Both sailors successfully defended the championship titles they won last year at a breezy regatta in Japan. This time it has been all the more challenging not just for the variety of wind strength but for the difficult shifts in direction which made consistency all the harder to achieve. And perhaps a true reflection of the Clyde's comprehensive test is that five of the top six women are current or past Laser Radial World Champions.
Across the five qualifying heats and one Finals race which were completed Sari Multala's one finish outside the top five was her discarded 49th, gained when the late Sunday afternoon breeze was at its most fluky.
She finished seven points clear of rising star Marit Bouwmeester from the Netherlands. The pair have been regular training partners and credit each other partially for their successes here, and will work again in the build up to next month's Skandia Sail for Gold Regatta at Weymouth and Portland.
Both have been on carefully structured and executed programmes, even if there are contrasts between their approaches which mostly reflect their different ages and experience.
Multala, 33, has done just the two ISAF Sailing World Cup regattas Miami and Hyeres this season, both light wind events, and came to Largs charged up to retain her title again. Bouwmeester, 22, has been racking up the miles and learning venues, strategies and scenarios for the future with coach Mark Littlejohn.
A fitting finale would have been most welcome, but the racers stayed on hold since Monday . Yesterday there was next-to-no wind and today there was too much. The Clyde was a mess of marching, charging white horses and flecks of spume whipped up by the muscular easterly of more than 30 knots with many angry gusts of 42-44 knots making racing impossible.
Finishing in third place was the USA's 2005 World Champion Paige Railey tallied on the same points aggregate as France's Sarah Steyaert, the 2008 champion.
Men's Laser Radial World Title Stays in Poland
Poland's Marcin Rudawski was surprised to win the Men's title last year in Japan, but was doubly pleased to repeat his success here in Largs.
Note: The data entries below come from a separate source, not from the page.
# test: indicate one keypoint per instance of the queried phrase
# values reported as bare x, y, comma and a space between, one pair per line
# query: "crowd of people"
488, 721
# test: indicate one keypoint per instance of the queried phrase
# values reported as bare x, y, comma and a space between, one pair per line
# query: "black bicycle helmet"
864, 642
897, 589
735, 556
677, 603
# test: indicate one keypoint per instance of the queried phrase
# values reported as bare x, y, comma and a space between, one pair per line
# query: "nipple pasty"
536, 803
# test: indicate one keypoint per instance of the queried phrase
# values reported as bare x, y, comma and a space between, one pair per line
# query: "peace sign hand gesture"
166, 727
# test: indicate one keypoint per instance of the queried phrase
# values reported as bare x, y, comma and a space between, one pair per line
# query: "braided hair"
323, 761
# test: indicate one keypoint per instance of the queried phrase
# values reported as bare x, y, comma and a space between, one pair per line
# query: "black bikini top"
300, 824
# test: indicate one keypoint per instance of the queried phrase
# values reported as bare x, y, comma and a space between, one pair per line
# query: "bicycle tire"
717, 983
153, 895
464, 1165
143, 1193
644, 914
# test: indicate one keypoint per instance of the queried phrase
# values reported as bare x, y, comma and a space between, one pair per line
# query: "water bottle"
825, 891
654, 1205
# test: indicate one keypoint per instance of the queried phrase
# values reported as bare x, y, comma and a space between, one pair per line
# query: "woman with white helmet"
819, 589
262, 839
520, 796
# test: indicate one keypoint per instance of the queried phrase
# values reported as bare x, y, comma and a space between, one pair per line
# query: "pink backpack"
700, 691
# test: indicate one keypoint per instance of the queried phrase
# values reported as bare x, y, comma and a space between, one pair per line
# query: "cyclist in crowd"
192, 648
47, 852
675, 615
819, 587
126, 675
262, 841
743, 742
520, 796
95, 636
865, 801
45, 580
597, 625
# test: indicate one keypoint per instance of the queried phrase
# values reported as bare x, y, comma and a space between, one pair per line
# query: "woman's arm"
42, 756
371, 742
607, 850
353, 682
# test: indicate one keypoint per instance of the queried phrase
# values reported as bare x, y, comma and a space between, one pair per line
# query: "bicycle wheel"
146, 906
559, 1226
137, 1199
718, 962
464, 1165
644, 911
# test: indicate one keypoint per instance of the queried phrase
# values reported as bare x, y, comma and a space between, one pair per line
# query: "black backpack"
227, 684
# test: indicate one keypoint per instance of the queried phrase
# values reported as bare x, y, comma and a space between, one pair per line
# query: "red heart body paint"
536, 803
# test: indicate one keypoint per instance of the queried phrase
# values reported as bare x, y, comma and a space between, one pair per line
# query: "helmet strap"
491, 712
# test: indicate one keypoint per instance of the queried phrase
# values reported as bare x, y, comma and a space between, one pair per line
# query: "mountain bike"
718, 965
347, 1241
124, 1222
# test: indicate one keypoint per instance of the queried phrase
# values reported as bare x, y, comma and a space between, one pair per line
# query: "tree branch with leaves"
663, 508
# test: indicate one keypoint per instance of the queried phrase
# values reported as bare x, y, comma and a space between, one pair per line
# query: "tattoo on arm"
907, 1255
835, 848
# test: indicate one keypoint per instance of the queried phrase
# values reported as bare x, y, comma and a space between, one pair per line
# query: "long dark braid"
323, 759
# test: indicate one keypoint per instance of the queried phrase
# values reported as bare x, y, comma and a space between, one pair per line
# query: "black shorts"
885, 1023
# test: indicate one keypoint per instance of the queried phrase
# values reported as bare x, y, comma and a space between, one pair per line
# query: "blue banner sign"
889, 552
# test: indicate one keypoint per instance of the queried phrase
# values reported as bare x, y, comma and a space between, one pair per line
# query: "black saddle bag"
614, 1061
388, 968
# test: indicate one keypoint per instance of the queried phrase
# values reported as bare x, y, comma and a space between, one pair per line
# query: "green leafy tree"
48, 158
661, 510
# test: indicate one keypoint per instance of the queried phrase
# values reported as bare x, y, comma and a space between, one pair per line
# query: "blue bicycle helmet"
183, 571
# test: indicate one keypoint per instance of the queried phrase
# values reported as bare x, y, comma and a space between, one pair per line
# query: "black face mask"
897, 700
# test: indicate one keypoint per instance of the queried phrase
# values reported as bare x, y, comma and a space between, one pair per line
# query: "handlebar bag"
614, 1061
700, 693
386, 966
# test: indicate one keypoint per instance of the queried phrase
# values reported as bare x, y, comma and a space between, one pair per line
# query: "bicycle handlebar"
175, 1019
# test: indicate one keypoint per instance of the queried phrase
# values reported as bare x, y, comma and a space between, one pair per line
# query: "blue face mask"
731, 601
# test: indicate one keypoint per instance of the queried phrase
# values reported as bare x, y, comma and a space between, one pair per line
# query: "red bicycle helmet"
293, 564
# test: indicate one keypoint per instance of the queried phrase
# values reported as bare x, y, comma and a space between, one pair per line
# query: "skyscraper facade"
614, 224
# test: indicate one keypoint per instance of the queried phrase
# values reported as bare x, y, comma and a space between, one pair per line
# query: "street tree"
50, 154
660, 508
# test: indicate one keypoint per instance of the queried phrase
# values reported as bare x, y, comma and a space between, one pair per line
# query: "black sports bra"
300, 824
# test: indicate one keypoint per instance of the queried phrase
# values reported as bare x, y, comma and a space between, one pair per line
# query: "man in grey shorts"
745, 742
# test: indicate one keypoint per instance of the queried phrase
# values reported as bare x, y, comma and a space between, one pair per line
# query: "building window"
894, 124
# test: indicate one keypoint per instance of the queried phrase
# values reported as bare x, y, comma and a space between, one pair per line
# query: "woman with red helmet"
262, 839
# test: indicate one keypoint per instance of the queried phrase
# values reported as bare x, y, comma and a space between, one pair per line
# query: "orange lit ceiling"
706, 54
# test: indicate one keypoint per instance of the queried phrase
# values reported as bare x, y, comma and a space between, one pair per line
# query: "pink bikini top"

His upwind speed and fitness, a by product of two Olympic campaigns in the full rig Laser Standard was key to his consistency, winning four races from six starts. Disc injuries to his back has seen him twice come close to quitting sailing, but the lure of competition has always drawn Rudawski back, and he pledged to be back in La Rochelle, France next year to bid for his hat trick.
Sari Multala (FIN): "I am pretty happy really. It was a pretty nervous day for me. Except for the one race for me the best thing has been able to sail consistently and that means being able to come back when I have maybe been not right in the top group at the beginning of races and in all kind of conditions. It's been about both speed and tactics, but perhaps mostly about tactics. A little bit of boatspeed at times."
Marit Bouwmeester (NED): "I am happy. It has been a fun week. I found the racing really hard because the standard is high and the girls are really good and that is what I enjoy. I like the pressure, the tight racing and my level coming up, getting punished for every mistake you are making. It is a bit of a shame that the racing ended the way it did because more racing would have been good."